The term ko-sometsuke, which literally translates to old blue-and-white, refers to the Chinese blue-and-white porcelains produced specifically for the Japanese market in the 17th century. During this period, tea ceremonies had gained vast popularity in Japan, which led to an increasing demand for Chinese porcelains. The unofficial kilns in Jingdezhen had thus produced a great number of tea wares to serve the Japanese taste and aesthetics.
The present lot is a rare but classic example of blue and white porcelain with Japanese design. Although the lower body is shaped in the form of a tray or a dish, it is called 'tebachi', or handled bowl, in Japanese. This type of tea ware is used to serve food during the kaiseiki tea ceremony meal. There are very few published examples that are similar to this lot. Compare an inscribed rectangular handled tray, however, decorated with landscape scene, published in Kikutaro Saito, Toki Zenshu [Complete Series on Ceramics] vol. 15: Ko-sometsuke, Tokyo, 1959, pl. 32.

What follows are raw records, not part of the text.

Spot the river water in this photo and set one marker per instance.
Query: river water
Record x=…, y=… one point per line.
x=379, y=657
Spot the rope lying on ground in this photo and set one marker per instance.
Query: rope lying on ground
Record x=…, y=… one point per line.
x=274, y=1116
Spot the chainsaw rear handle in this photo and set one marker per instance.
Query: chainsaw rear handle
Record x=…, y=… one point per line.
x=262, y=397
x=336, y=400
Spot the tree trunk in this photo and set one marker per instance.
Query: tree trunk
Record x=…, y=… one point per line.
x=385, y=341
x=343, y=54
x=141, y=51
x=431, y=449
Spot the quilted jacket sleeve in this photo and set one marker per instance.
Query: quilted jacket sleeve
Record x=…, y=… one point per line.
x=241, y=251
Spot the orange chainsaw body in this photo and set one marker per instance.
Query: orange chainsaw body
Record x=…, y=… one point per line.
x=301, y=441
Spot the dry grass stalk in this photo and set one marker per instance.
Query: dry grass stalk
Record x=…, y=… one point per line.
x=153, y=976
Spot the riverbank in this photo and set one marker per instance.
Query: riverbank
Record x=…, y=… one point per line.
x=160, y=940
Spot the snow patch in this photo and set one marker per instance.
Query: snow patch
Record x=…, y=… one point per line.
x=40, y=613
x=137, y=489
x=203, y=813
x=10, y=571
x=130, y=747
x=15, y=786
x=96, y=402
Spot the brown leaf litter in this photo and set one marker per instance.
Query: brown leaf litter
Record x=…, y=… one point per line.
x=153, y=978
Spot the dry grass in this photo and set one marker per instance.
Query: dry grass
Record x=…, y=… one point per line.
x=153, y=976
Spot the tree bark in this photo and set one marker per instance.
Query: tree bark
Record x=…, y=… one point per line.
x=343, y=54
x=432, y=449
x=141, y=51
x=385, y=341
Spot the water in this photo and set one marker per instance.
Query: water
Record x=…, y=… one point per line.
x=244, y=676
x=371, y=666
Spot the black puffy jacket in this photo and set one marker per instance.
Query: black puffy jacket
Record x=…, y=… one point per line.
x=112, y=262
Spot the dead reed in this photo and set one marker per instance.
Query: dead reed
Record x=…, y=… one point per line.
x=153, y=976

See two similar examples of slightly different shapes, one with landscape illustrated in Sekai Toji Zenshu [Ceramic Art of the World] vol. 14: Ming Dynasty, Tokyo, 1976, fig. 163; another with two figures and a deer from the Effie B. Allison collection in the Asian Art Museum of San Francisco, illustrated in Stephan Little, Chinese Ceramics of the Transitional Period: 1620-1683, Dartmouth, 1983, pl. 11.